The above theory could not have been further from the truth for Tosh, as the stylish youngster danced his way through heat after heat in his first WSL event, taking down world number one Harrison Roach in round four, “unleashing” his highest scoring wave of the heat in the dying minutes. He went on to face close friend and mentor Justin Quintal in the quarterfinals, and the master proved he can still take down the student, with a 9.00 ride through the pier to seal the deal.
Finals day dawned clean and glassy, with the women’s semifinals taking to the water first. The two Hawaiians, Kelis Kaleopa’a and Honolua Blomfield proved their mettle, taking out Californians Kaitlin Mikkelsen and Rachael Tilly, respectively. The all-Hawaiian final pitted the three-time Women’s Longboard Tour champ in Honolua against reigning Duct Tape Invitational winner Kelis. A fairly high-scoring heat, Kelis took control early and didn’t let go, earning her first win of the year to match Honolua’s at the Sydney Surf Pro.

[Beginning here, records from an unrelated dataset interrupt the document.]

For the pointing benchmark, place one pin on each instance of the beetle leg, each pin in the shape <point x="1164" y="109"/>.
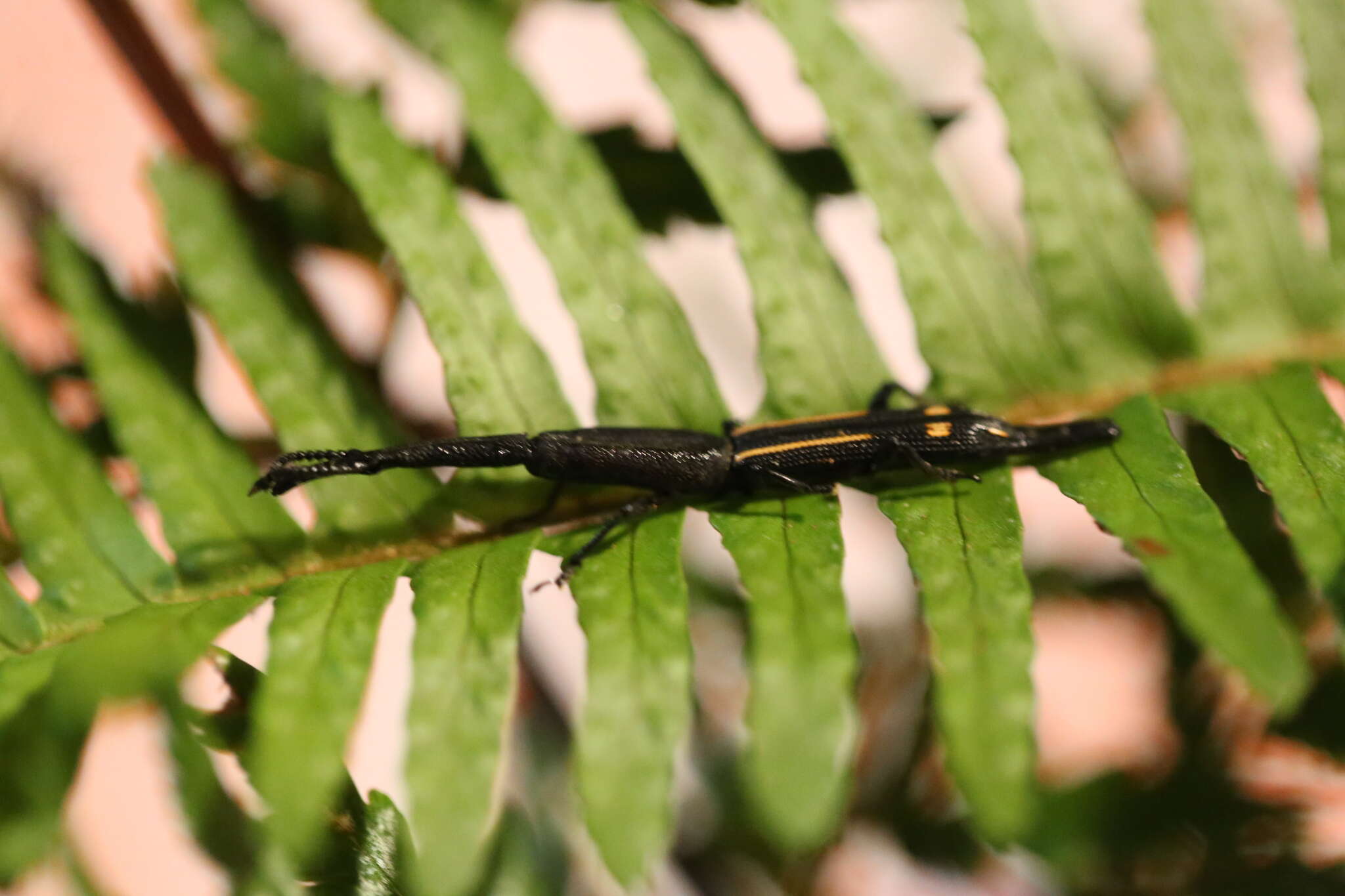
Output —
<point x="536" y="516"/>
<point x="572" y="563"/>
<point x="883" y="396"/>
<point x="795" y="485"/>
<point x="935" y="472"/>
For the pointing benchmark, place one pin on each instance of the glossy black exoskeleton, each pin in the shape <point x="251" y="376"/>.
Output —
<point x="803" y="456"/>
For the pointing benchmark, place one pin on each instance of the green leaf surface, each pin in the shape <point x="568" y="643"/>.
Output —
<point x="286" y="102"/>
<point x="310" y="389"/>
<point x="632" y="608"/>
<point x="817" y="358"/>
<point x="816" y="352"/>
<point x="23" y="676"/>
<point x="468" y="606"/>
<point x="136" y="653"/>
<point x="197" y="476"/>
<point x="985" y="335"/>
<point x="382" y="864"/>
<point x="526" y="864"/>
<point x="322" y="644"/>
<point x="218" y="824"/>
<point x="1296" y="444"/>
<point x="1176" y="531"/>
<point x="1251" y="517"/>
<point x="498" y="379"/>
<point x="19" y="624"/>
<point x="76" y="535"/>
<point x="1262" y="286"/>
<point x="801" y="716"/>
<point x="1091" y="238"/>
<point x="965" y="544"/>
<point x="636" y="340"/>
<point x="1321" y="33"/>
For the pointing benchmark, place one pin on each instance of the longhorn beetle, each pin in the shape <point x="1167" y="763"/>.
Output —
<point x="806" y="456"/>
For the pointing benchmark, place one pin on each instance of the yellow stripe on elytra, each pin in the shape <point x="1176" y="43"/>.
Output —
<point x="791" y="446"/>
<point x="771" y="425"/>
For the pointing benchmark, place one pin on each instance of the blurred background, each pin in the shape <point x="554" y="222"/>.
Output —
<point x="78" y="128"/>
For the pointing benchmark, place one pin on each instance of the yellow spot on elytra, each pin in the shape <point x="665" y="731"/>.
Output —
<point x="791" y="446"/>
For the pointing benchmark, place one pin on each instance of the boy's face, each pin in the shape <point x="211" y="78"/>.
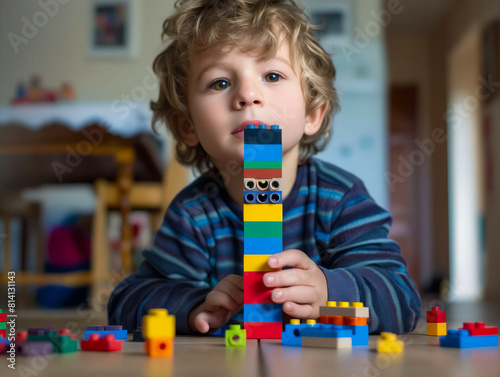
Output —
<point x="228" y="91"/>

The men’s semifinals had Taylor Jensen up against Kaimana Takayama, and Quintal against Kaniela Stewart. If you’re a fan of board design discussions, check out TJ vs Kaimana, as Matt Chojnacki joined the broadcast to chat about the five-year-old board under the feet of Kaimana, shaped by his father, Michael Takayama. Jensen ended up moving on to the finals, as did Kaniela Stewart. Stewart got off to an early lead against Quintal, a favorite maneuver of Quintal’s, and continued to up the requirement until the very end despite strong surfing from Quintal.
However, Taylor Jensen was the one who ended up on the top of the pack in the finals, racking up two solid scores early on in the heat to fend off what would have been a Hawaiian sweep of the second stop on the Longboard Tour. He rode a pintail noserider throughout the event, as opposed to the squared-off tails you see on most noseriding longboards.
“I’ve been riding pintails for years,” Jensen told me. “When it comes to beach breaks and junky conditions that rounded pin gives me a better flow, it cuts through the water better and holds in the pocket really nicely, but the main advantage is that it holds its speed. When you’re dealing with Huntington and the reform, you really need to carry your speed, so it makes it easier to surf out there as opposed to fighting against the square tail.”
The final Longboard Tour event is in Malibu October 3-13. The Longboard Championship, Malibu will count double the points in determining the 2022 men’s and women’s longboard champions. After the first two events, Honolua Blomfield and Harrison Roach are still in the lead, with Kelis Kaleopa’a and Taylor Jensen right behind them in the rankings.